Now it so happened, as Goethe told it, that a sorcerer of superlative technical skills took on an apprentice, eager and diligent in his study of the master’s teachings. One day, while the master was away, the apprentice, perhaps overly confident in his newly-acquired command of certain techniques, decided to use these powers for a practical, if mundane, purpose. As a pupil, he was obligated to perform certain tedious household chores, most detestably the endless hauling of pails of water from the nearby stream. Why not animate, say, a broom to do this tiresome chore? His acquired powers were already sufficient to perform this transformation, and the broom, hurrying off and then returning forthwith, brought back two pails of water. The apprentice, proud of his powers and amazed at the prompt carrying out of his command, was nonetheless startled when the broom quickly hurried off again, and again, and again, speedily delivering a dozen of pails of water. Panicking, the apprentice tried to destroy the broom by cutting it in half–only to witness each half becoming a whole, and both scurrying off now to begin bringing twice as many pails! The house was flooded, with no relief in sight, when the Master suddenly returned. In consternation, he angrily admonished his over-confident pupil for using such powers which wiser ones would willingly refrain from unleashing. The Master, acutely aware of the dangers of such misuse, nonetheless calmly de-animated the brooms back to their original purpose.
Sorcery, a kind of “pre-science,” consists of specific techniques purportedly capable of attaining certain ends. If one wished to destroy a foe, one employed imitative (homeopathic) magic (“like produces like”) — the infamous voodoo doll being the most well-known example. If the victim shortly thereafter sickened and died, the efficacy of the magical technique was “confirmed.”
We now fast-forward to September 30 of this year, when techno-wizard Elon Musk introduced his new “humanoid” robot named Optimus, which promptly demonstrated to a rapt audience the abilities to walk, carry objects, and water plants. Musk announced, with his typical promoter’s enthusiasm, that he wanted to perfect and mass-produce Optimus as soon as possible, predicting that the “humanoid” would prove even more profitable than his Tesla line of electric cars.
Entrepreneurial capitalist Musk is unlikely to question his commitment to a rapidly expanding world of “artificial intelligence.” (An entirely surveilled, behavior-modified and jobless humanity?). At the same time, he has acknowledged some unforeseen dangers, and the urgent necessity for some regulation of their production and use. A techno-futurist with an awareness of what is coming, he has joined with such techno-scientific luminaries as Stephen Hawking and Bill Gates in warning that AI, if insufficiently contained and regulated, constitutes “the largest existential threat to humanity.”
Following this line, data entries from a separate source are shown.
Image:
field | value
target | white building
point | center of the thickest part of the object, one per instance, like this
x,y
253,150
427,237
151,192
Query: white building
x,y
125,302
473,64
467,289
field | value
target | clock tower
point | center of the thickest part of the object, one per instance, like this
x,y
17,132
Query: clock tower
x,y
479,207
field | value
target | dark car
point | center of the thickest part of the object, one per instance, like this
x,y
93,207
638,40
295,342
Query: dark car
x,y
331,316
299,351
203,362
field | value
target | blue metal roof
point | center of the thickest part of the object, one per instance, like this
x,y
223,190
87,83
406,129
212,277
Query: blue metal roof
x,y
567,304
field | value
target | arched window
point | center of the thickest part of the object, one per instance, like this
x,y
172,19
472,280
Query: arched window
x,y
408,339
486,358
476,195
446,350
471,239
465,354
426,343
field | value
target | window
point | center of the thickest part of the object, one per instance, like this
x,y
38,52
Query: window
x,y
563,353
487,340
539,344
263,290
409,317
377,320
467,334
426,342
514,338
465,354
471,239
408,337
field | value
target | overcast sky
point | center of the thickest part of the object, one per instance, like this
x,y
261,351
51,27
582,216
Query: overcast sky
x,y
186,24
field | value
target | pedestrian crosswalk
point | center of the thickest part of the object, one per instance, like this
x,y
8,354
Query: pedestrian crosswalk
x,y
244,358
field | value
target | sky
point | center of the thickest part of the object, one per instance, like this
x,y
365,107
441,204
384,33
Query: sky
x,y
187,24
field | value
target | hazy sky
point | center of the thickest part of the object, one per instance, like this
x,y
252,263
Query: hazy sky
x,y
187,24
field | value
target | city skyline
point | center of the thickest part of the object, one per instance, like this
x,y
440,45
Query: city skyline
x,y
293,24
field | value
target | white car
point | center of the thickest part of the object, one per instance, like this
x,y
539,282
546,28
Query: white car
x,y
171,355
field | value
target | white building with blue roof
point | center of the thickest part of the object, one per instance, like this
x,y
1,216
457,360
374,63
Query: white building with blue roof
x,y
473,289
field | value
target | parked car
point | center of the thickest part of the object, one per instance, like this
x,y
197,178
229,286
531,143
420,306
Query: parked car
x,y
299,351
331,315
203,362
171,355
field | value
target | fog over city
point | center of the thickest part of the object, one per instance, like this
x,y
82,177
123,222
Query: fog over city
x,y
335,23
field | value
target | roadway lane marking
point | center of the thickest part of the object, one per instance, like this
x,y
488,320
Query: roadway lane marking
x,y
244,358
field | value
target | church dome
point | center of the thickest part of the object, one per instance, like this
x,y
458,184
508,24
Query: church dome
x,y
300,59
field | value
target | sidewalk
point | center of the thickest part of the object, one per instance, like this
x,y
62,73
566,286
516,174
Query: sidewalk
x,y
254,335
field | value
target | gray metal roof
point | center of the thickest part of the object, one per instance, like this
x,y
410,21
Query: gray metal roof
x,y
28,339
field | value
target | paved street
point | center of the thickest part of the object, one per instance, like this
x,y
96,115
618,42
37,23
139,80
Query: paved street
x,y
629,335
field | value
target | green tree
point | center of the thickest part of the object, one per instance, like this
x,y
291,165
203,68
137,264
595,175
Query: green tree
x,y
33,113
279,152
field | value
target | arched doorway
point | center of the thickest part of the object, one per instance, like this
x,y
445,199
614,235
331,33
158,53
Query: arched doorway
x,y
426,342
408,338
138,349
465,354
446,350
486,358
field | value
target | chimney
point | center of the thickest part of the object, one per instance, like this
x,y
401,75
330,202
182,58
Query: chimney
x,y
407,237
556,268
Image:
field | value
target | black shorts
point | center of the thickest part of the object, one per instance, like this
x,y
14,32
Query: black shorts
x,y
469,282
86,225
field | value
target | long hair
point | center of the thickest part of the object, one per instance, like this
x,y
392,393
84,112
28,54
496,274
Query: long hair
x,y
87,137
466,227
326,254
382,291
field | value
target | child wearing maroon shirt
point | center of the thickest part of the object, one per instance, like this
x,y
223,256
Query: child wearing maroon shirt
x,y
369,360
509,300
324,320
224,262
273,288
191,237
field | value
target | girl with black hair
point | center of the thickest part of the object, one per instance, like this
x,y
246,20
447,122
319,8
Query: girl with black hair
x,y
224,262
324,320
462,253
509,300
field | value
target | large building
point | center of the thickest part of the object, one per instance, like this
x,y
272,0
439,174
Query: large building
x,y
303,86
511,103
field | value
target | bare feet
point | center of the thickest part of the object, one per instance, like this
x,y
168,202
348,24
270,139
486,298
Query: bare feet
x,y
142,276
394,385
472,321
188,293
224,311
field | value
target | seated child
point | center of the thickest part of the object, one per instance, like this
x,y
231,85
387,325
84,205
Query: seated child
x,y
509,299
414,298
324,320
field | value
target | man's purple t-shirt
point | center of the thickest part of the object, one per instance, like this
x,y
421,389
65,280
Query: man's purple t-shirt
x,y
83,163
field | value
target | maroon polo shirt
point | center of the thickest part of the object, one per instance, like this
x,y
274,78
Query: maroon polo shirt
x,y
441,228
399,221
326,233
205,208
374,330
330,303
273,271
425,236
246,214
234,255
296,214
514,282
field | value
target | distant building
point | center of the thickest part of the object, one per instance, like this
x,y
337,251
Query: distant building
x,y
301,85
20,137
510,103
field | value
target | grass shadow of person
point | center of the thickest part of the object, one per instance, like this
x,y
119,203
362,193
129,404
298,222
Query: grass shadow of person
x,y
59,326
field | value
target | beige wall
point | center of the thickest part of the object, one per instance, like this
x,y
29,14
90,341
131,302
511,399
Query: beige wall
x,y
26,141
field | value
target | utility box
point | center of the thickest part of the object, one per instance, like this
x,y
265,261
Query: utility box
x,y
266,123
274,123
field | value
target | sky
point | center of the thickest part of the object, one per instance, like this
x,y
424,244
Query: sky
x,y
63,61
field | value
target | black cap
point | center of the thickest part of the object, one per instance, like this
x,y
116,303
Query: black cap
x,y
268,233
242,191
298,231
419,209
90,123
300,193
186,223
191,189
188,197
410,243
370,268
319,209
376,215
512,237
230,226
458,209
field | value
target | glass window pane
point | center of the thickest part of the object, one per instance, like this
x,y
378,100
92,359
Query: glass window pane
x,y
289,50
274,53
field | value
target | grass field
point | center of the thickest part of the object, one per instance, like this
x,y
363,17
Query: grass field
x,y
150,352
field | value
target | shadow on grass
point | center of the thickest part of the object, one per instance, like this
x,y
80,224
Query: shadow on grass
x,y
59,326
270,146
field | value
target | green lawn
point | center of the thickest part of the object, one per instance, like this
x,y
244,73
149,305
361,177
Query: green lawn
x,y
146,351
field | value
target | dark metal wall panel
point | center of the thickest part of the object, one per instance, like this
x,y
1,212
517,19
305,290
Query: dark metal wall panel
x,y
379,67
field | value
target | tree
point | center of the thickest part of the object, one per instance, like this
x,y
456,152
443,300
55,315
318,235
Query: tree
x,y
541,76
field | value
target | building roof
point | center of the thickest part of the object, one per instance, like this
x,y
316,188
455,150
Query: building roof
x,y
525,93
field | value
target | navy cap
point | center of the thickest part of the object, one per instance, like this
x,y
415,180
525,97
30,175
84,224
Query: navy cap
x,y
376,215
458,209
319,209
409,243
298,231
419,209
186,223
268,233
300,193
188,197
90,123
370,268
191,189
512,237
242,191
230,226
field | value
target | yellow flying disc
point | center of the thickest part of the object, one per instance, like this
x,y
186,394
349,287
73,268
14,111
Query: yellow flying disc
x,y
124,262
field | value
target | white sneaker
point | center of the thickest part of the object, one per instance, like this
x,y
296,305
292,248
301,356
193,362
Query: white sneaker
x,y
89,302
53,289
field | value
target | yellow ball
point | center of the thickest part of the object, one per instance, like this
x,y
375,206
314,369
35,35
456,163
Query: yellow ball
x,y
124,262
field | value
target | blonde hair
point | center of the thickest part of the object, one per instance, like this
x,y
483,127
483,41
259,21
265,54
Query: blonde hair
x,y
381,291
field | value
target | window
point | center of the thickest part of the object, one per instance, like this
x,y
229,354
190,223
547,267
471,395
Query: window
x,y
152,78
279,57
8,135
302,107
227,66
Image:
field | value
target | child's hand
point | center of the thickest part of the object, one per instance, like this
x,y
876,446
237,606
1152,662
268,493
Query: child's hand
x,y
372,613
Since perpetual war by now seems (almost) “normalized,” Pentagon contracts promote the myriad capabilities of robot-soldiers on the battlefield. Musk has thus urgently warned of an imminent threat from “killer robots” (The Guardian, 17 July, 2017). Human Rights Watch has long taken this seriously enough to launch their Campaign to Stop Killer Robots, noting that such machines “would be able to select and engage targets without meaningful human control” (The Guardian, 9 Apr. 2015). (One is hard-pressed not to mention that “human control” of unmanned, automated drones, armed with Hellfire missiles, did not restrain their over-use–even by participant-executioner President Obama!) . Self-replicating robots already exist, even “self-reconfigurable modular” ones which can re-arrange their design and self-repair–capacities obviously advantageous under battlefield conditions.
While Goethe’s fable of out-of-control “animated” brooms seems incredibly remote from our present reality, he did prophetically warn of the ease with which empowered instruments can overpower their very creators, wreaking uncontrollable havoc once unleashed. The profiteering hubris of the current “roboteers,” audaciously claiming an entitlement to introduce a never-ending stream of hi-tech assaults on human independence and dignity, uncannily exhibit the same disastrous grandiosity of Mary Shelley’s Dr. Frankenstein.